Optimal low-memory rational matrix function approximation

Tyler Chen

This is a companion piece to the publication:

@article{lowmem_rational_opt,
    title={Optimal low-memory rational matrix function approximation},
    author={Tyler Chen and Anne Greenbaum and Cameron Musco and Christopher Musco},
    author+an = {1=highlight},
    year={2021},
}

Why should I care?

Matrix functions have a myriad of applications in nearly every field of computational science. Among the most powerful algorithms for computing the product of a matrix function \(f[\mathbf{A}]\) with a vector \(\mathbf{b}\) are Krylov subspace methods such as the Lanczos method for matrix function approximation (Lanczos-FA). These algorithms accecss \(\mathbf{A}\) only through matrix products \(\mathbf{v} \mapsto \mathbf{A}\mathbf{v}\), and are therefore well suited for situations in which \(\mathbf{A}\) is too large to store in fast memory. However, for general matrix functions, the amount of storage required often grows linearly with the number of iterations, resulting in a computational bottleneck.

Introduction

If \(f(x) = 1/x\), then \(f[\mathbf{A}]\mathbf{b} = \mathbb{A}^{-1} \mathbf{b}\) corresponds to the solution of the linear system of equations \(\mathbf{A} \mathbf{x} = \mathbf{b}\). In this case, algorithms such as the conjugate gradient algorithm and the minimum residual algorithm can approximate \(\mathbf{A}^{-1} \mathbf{b}\) using an amount of storage independent of the number of iterations taken. For general functions, a range of techniques such as restarting [] or two-pass Lanczos [] have been developed which also do not require memory increasing with the number of iterations. However, such methods have slower convergence or require more matrix-vector products than Lanczos-FA.
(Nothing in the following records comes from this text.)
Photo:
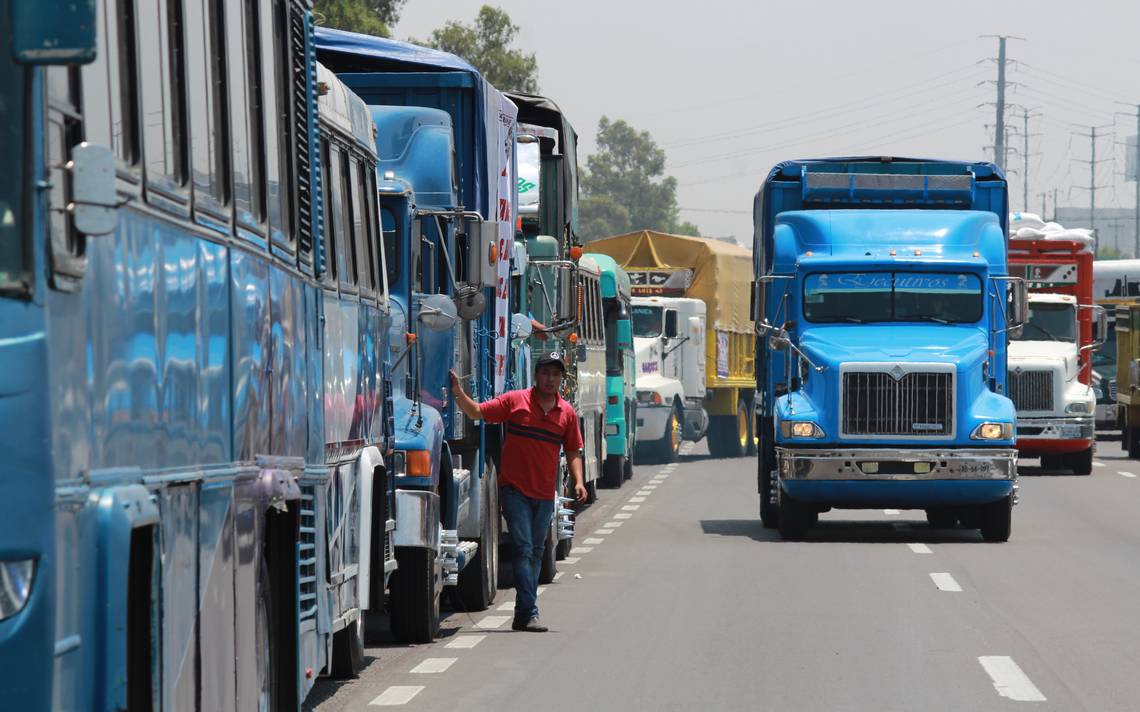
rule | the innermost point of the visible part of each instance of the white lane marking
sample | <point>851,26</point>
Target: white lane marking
<point>493,621</point>
<point>434,664</point>
<point>945,582</point>
<point>1009,680</point>
<point>396,695</point>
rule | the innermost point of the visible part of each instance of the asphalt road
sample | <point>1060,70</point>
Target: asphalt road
<point>690,604</point>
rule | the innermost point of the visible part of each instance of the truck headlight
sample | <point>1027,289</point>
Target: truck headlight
<point>993,431</point>
<point>800,428</point>
<point>650,398</point>
<point>16,578</point>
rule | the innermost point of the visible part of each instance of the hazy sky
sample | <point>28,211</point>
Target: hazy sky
<point>730,88</point>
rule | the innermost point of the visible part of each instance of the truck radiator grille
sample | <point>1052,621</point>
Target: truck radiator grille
<point>917,403</point>
<point>1032,390</point>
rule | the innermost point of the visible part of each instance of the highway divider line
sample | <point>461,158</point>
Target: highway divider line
<point>945,582</point>
<point>396,695</point>
<point>1009,680</point>
<point>433,665</point>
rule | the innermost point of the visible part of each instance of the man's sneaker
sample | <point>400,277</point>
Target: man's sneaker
<point>534,625</point>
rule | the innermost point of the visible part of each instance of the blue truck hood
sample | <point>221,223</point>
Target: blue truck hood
<point>833,344</point>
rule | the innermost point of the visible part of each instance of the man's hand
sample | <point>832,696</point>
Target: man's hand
<point>580,493</point>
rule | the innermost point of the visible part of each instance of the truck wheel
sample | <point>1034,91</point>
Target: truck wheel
<point>479,579</point>
<point>795,518</point>
<point>348,651</point>
<point>996,520</point>
<point>942,518</point>
<point>613,471</point>
<point>550,567</point>
<point>1080,463</point>
<point>413,600</point>
<point>770,510</point>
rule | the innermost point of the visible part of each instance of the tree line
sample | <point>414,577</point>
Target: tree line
<point>624,185</point>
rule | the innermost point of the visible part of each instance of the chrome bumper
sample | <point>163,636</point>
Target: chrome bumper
<point>881,464</point>
<point>1081,427</point>
<point>416,520</point>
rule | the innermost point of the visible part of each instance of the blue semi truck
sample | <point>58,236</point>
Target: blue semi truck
<point>882,307</point>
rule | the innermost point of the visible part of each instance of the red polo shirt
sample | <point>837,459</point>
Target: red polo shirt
<point>530,452</point>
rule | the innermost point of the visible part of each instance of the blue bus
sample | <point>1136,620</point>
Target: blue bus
<point>193,324</point>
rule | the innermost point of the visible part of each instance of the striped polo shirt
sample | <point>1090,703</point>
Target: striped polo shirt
<point>534,439</point>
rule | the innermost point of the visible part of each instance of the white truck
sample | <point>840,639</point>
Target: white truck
<point>1055,409</point>
<point>669,349</point>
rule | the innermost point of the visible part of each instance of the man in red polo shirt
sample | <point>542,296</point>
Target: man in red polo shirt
<point>539,424</point>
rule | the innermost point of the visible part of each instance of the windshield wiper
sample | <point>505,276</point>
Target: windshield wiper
<point>928,318</point>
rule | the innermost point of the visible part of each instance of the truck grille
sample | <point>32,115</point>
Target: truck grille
<point>915,403</point>
<point>1032,390</point>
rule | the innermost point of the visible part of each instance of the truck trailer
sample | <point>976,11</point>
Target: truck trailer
<point>693,341</point>
<point>882,303</point>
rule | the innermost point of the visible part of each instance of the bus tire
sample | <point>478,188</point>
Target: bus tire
<point>413,600</point>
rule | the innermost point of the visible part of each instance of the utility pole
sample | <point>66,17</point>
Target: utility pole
<point>1092,174</point>
<point>1000,124</point>
<point>1025,157</point>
Contributions of this paper

In this paper, we first describe a mathematical algorithms which outputs the optimal approximation to a rational matrix function. Here optimal is with respect to a certain norm which depends on the rational function in question. Both the conjugate gradient algorithm and the minimum residual algorithms are obtained as special cases of our optimal approximation. We then give low-memory implementations of our optimal algorithm and of Lanczos-FA which do not require more storage as more iterations are run.
Finally, we use this optimal approximation to derive (non-optimal) approximations to other matrix functions such the matrix-sign function.